The question must now be whether the force of that movement begins to reshape politics itself ahead of the midterms next year and Trump's re-election race in 2020, and whether the allegations of sexual misconduct against the President himself now begin to become a greater political liability.
One of Trump's biggest critics, GOP Sen. Jeff Flake, who has criticized the President's moral leadership, summed up the result in a simple tweet: "Decency wins."
By siding so closely with Moore, Trump has given Democrats an opening to argue that he supported an accused child molester for his own political gain.
A source close to the White House told CNN's Jim Acosta the the result was "devastating for the President" and an "earthquake."
The source also suggested that the President had been led into a poor political spot by his former top chief strategist Steve Bannon, who had embraced Moore as an archetype of the anti-establishment army he wants to take over the GOP.
"The President has egg on his face" because of Bannon, the source said.
While every top Republican rejected Moore, showing revulsion about the charges of sexual abuse against him, Trump insisted that there was no alternative to sending Moore to the narrowly divided Senate, to save his own agenda.
But in the end, the President could not pull a badly flawed candidate across the line, in one of the most conservative, pro-Trump states in the country, that has often appeared to have a special place in the President's heart.
Trump supporters will now argue that Moore was a disastrous candidate, that his loss should be seen in isolation and that it has no reflection on the President's reputation or political fortunes in the months to come.
"Donald Trump tried to rescue a campaign that was doomed," said former GOP Sen.
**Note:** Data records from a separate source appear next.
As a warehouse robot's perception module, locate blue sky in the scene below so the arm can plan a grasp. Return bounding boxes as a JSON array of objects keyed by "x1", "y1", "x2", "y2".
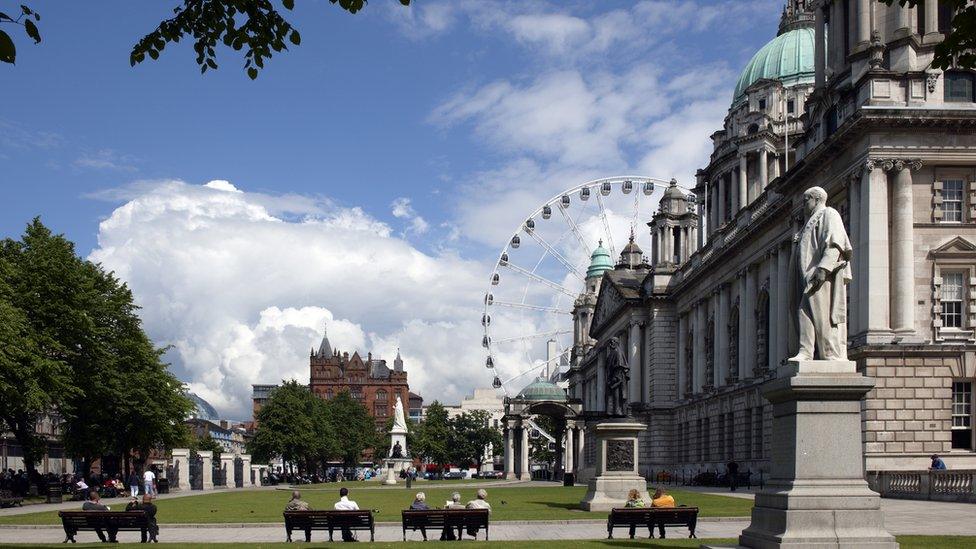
[{"x1": 0, "y1": 0, "x2": 782, "y2": 416}]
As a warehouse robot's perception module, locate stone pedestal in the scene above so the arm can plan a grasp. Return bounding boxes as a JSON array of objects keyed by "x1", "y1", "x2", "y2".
[
  {"x1": 580, "y1": 418, "x2": 650, "y2": 511},
  {"x1": 197, "y1": 450, "x2": 213, "y2": 490},
  {"x1": 169, "y1": 448, "x2": 190, "y2": 491},
  {"x1": 739, "y1": 360, "x2": 898, "y2": 549}
]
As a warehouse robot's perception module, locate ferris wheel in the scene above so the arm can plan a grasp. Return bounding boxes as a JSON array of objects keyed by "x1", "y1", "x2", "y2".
[{"x1": 481, "y1": 176, "x2": 695, "y2": 396}]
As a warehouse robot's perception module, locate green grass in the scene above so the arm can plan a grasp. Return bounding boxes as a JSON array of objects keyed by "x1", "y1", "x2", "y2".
[
  {"x1": 0, "y1": 486, "x2": 752, "y2": 524},
  {"x1": 5, "y1": 536, "x2": 976, "y2": 549}
]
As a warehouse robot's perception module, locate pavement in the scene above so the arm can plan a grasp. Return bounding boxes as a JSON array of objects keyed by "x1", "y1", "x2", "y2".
[{"x1": 0, "y1": 485, "x2": 976, "y2": 544}]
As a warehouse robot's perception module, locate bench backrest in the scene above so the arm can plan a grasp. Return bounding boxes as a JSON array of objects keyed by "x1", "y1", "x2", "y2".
[
  {"x1": 285, "y1": 509, "x2": 373, "y2": 529},
  {"x1": 58, "y1": 511, "x2": 149, "y2": 528}
]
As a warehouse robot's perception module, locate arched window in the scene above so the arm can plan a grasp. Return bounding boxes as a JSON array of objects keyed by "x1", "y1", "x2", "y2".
[
  {"x1": 725, "y1": 297, "x2": 739, "y2": 385},
  {"x1": 752, "y1": 279, "x2": 769, "y2": 377}
]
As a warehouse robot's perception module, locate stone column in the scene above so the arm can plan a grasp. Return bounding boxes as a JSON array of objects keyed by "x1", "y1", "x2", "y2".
[
  {"x1": 766, "y1": 249, "x2": 785, "y2": 372},
  {"x1": 220, "y1": 452, "x2": 237, "y2": 488},
  {"x1": 674, "y1": 314, "x2": 688, "y2": 400},
  {"x1": 774, "y1": 244, "x2": 792, "y2": 364},
  {"x1": 855, "y1": 0, "x2": 872, "y2": 46},
  {"x1": 505, "y1": 420, "x2": 517, "y2": 480},
  {"x1": 739, "y1": 360, "x2": 898, "y2": 549},
  {"x1": 169, "y1": 448, "x2": 190, "y2": 491},
  {"x1": 197, "y1": 450, "x2": 213, "y2": 490},
  {"x1": 241, "y1": 454, "x2": 254, "y2": 488},
  {"x1": 813, "y1": 6, "x2": 827, "y2": 88},
  {"x1": 712, "y1": 282, "x2": 730, "y2": 387},
  {"x1": 891, "y1": 160, "x2": 922, "y2": 334},
  {"x1": 627, "y1": 320, "x2": 644, "y2": 403},
  {"x1": 759, "y1": 147, "x2": 769, "y2": 191},
  {"x1": 855, "y1": 160, "x2": 891, "y2": 339},
  {"x1": 563, "y1": 425, "x2": 575, "y2": 474},
  {"x1": 739, "y1": 153, "x2": 756, "y2": 204}
]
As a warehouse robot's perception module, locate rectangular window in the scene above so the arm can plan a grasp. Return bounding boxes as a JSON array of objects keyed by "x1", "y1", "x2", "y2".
[
  {"x1": 952, "y1": 381, "x2": 973, "y2": 450},
  {"x1": 941, "y1": 272, "x2": 964, "y2": 328},
  {"x1": 942, "y1": 179, "x2": 964, "y2": 223}
]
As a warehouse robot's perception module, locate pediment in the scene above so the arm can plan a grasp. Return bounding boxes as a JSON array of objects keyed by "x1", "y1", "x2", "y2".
[{"x1": 929, "y1": 236, "x2": 976, "y2": 259}]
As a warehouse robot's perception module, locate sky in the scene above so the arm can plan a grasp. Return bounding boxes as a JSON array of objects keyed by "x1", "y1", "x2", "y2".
[{"x1": 0, "y1": 0, "x2": 782, "y2": 419}]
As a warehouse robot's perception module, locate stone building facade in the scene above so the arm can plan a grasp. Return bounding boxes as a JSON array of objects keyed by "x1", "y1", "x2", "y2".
[{"x1": 569, "y1": 0, "x2": 976, "y2": 477}]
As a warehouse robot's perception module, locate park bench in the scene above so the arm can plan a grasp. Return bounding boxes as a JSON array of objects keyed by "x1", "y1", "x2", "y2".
[
  {"x1": 400, "y1": 509, "x2": 489, "y2": 541},
  {"x1": 607, "y1": 506, "x2": 698, "y2": 539},
  {"x1": 0, "y1": 490, "x2": 24, "y2": 507},
  {"x1": 285, "y1": 510, "x2": 375, "y2": 541},
  {"x1": 58, "y1": 511, "x2": 150, "y2": 543}
]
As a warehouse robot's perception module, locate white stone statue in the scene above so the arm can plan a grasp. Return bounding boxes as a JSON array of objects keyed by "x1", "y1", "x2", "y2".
[
  {"x1": 392, "y1": 395, "x2": 407, "y2": 433},
  {"x1": 789, "y1": 187, "x2": 853, "y2": 361}
]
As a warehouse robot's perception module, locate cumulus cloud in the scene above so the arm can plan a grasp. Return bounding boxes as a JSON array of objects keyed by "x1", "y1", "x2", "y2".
[{"x1": 90, "y1": 180, "x2": 490, "y2": 418}]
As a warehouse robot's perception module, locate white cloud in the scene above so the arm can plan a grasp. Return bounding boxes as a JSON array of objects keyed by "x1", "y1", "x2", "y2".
[
  {"x1": 90, "y1": 181, "x2": 490, "y2": 417},
  {"x1": 390, "y1": 197, "x2": 430, "y2": 234}
]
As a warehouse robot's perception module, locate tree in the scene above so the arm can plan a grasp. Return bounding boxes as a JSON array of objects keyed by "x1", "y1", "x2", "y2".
[
  {"x1": 413, "y1": 400, "x2": 452, "y2": 472},
  {"x1": 129, "y1": 0, "x2": 410, "y2": 80},
  {"x1": 325, "y1": 391, "x2": 380, "y2": 466},
  {"x1": 879, "y1": 0, "x2": 976, "y2": 70},
  {"x1": 0, "y1": 4, "x2": 41, "y2": 64},
  {"x1": 451, "y1": 410, "x2": 502, "y2": 471}
]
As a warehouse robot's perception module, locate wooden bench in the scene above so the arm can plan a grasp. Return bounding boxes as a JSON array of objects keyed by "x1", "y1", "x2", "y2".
[
  {"x1": 400, "y1": 509, "x2": 489, "y2": 541},
  {"x1": 58, "y1": 511, "x2": 149, "y2": 543},
  {"x1": 0, "y1": 490, "x2": 24, "y2": 507},
  {"x1": 285, "y1": 510, "x2": 375, "y2": 541},
  {"x1": 607, "y1": 506, "x2": 698, "y2": 539}
]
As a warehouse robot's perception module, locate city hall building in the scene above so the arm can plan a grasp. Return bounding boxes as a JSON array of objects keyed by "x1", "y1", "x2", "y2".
[{"x1": 568, "y1": 0, "x2": 976, "y2": 479}]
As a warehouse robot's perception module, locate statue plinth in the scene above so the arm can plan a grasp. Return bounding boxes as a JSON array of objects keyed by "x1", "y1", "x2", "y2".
[
  {"x1": 739, "y1": 360, "x2": 898, "y2": 549},
  {"x1": 580, "y1": 418, "x2": 650, "y2": 511}
]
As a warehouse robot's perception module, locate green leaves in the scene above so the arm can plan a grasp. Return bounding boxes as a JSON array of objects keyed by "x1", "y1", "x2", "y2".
[{"x1": 129, "y1": 0, "x2": 410, "y2": 80}]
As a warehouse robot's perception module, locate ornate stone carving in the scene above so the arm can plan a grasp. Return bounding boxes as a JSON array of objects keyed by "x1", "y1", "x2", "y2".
[{"x1": 607, "y1": 440, "x2": 634, "y2": 471}]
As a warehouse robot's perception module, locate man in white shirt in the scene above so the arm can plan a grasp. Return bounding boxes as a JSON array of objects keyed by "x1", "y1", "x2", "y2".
[
  {"x1": 334, "y1": 487, "x2": 359, "y2": 541},
  {"x1": 142, "y1": 467, "x2": 156, "y2": 496}
]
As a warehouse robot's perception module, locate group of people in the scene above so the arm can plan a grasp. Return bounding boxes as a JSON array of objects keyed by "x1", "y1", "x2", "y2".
[{"x1": 285, "y1": 487, "x2": 492, "y2": 542}]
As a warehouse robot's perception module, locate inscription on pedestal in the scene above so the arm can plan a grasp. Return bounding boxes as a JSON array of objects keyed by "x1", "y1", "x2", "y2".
[{"x1": 607, "y1": 440, "x2": 634, "y2": 471}]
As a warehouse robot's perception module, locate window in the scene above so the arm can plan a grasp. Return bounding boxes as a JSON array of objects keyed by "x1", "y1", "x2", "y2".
[
  {"x1": 952, "y1": 381, "x2": 973, "y2": 450},
  {"x1": 944, "y1": 71, "x2": 974, "y2": 103},
  {"x1": 942, "y1": 179, "x2": 963, "y2": 223},
  {"x1": 940, "y1": 272, "x2": 963, "y2": 328}
]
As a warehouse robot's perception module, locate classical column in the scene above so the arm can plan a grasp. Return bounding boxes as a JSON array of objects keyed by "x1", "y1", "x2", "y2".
[
  {"x1": 891, "y1": 160, "x2": 922, "y2": 334},
  {"x1": 813, "y1": 6, "x2": 827, "y2": 88},
  {"x1": 759, "y1": 147, "x2": 769, "y2": 192},
  {"x1": 519, "y1": 423, "x2": 532, "y2": 480},
  {"x1": 847, "y1": 173, "x2": 863, "y2": 336},
  {"x1": 855, "y1": 0, "x2": 872, "y2": 46},
  {"x1": 627, "y1": 320, "x2": 643, "y2": 403},
  {"x1": 712, "y1": 282, "x2": 731, "y2": 387},
  {"x1": 766, "y1": 249, "x2": 785, "y2": 372},
  {"x1": 855, "y1": 160, "x2": 891, "y2": 336},
  {"x1": 739, "y1": 153, "x2": 756, "y2": 204},
  {"x1": 674, "y1": 313, "x2": 688, "y2": 400},
  {"x1": 563, "y1": 425, "x2": 574, "y2": 474}
]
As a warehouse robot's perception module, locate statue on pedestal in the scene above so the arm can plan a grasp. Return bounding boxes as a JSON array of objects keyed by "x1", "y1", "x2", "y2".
[
  {"x1": 606, "y1": 337, "x2": 630, "y2": 417},
  {"x1": 788, "y1": 187, "x2": 853, "y2": 361}
]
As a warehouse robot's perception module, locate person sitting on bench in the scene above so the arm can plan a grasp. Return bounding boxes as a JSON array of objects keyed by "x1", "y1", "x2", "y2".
[{"x1": 81, "y1": 489, "x2": 118, "y2": 543}]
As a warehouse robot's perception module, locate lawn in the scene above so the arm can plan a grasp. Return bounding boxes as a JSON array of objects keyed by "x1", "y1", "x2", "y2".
[
  {"x1": 0, "y1": 485, "x2": 752, "y2": 524},
  {"x1": 1, "y1": 536, "x2": 976, "y2": 549}
]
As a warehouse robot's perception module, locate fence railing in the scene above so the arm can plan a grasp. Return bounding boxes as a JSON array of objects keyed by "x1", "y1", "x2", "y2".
[{"x1": 868, "y1": 469, "x2": 976, "y2": 503}]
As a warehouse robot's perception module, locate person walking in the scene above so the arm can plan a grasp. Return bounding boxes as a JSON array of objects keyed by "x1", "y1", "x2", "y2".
[
  {"x1": 129, "y1": 469, "x2": 139, "y2": 497},
  {"x1": 333, "y1": 486, "x2": 359, "y2": 541}
]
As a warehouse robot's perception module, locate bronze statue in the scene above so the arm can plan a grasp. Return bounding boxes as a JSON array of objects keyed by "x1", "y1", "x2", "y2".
[{"x1": 606, "y1": 337, "x2": 630, "y2": 417}]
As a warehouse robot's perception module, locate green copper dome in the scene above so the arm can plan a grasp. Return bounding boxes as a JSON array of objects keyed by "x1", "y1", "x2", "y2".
[
  {"x1": 515, "y1": 377, "x2": 567, "y2": 402},
  {"x1": 732, "y1": 27, "x2": 814, "y2": 103},
  {"x1": 586, "y1": 240, "x2": 613, "y2": 278}
]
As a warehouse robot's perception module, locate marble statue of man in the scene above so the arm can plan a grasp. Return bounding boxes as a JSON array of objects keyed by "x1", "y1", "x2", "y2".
[
  {"x1": 393, "y1": 395, "x2": 407, "y2": 432},
  {"x1": 788, "y1": 187, "x2": 853, "y2": 361},
  {"x1": 606, "y1": 337, "x2": 630, "y2": 417}
]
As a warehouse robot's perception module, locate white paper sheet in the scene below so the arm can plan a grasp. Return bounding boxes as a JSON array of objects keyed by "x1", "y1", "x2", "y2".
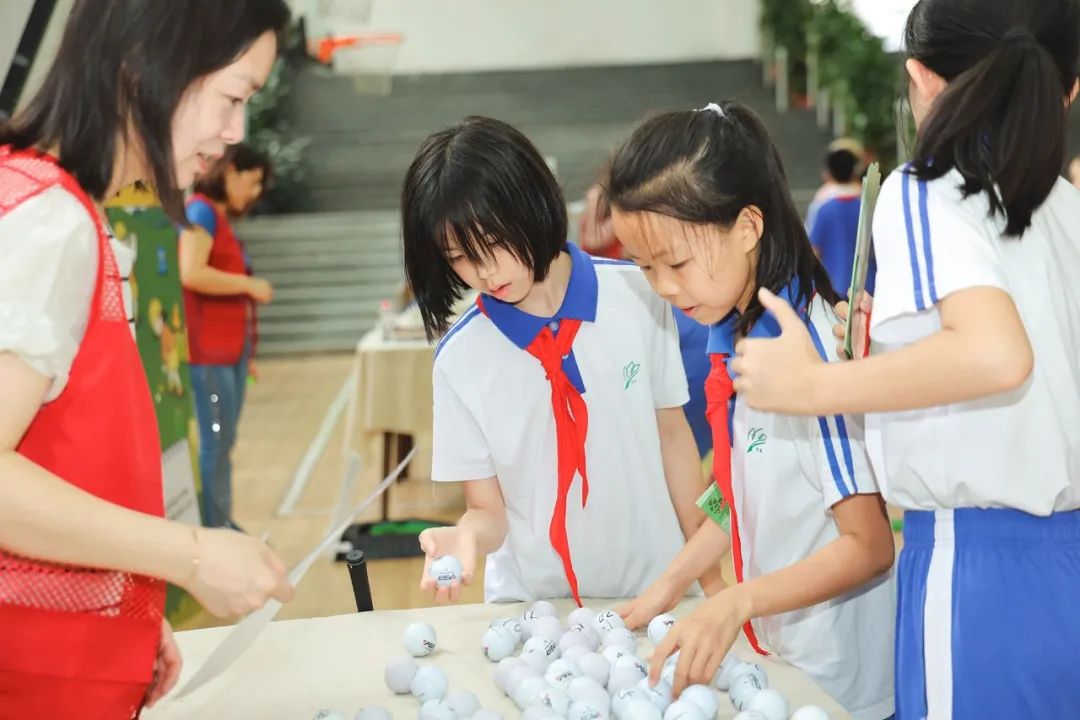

Rick Santorum, who is now a CNN commentator.
In the aftermath of that defeat, political observers will watch to see whether the President will be more willing to take advice of establishment leaders trying to cling to their Republican majorities next year or whether he will still be tempted to unleash the dogs of internal GOP civil war.
Senate Majority Leader Mitch McConnell may be reviled by Trump's supporters, but Tuesday's loss vindicated comments he made by the President's side in the White House Rose Garden barely two months ago.
"My goal as the leader of the Republican Party in the Senate is to keep us in the majority. The way you do that is not complicated," McConnell said at the time. "You have to have nominate people who can actually win, because winners make policy and losers go home."
Republicans, seeking to repeal and replace Obamacare and pass a massive tax reform bill, already have experienced the fickle nature of Senate math as McConnell has struggled to piece together a working majority.
But there were also sighs of relief for Republicans on Tuesday.
Had Moore won, the civil war raging in the party would have invaded the Senate itself, with McConnell expected to open an ethics investigation into Moore.
If the allegations against him were found to have merit, senators would likely have been forced to eject him from the Senate while incurring the wrath of supporters of the President, who strongly backed the Alabama judge.
Now they will be spared that tough vote.
Trump has proven again and again that he is a resilient political figure with an unusually loyal political base. And if the economy is still booming next November and the stock market is still humming, Democrats may find things a lot tougher than they were in Alabama and Virginia.
But the implications of the Republican debacle in Alabama will rumble on for months to come.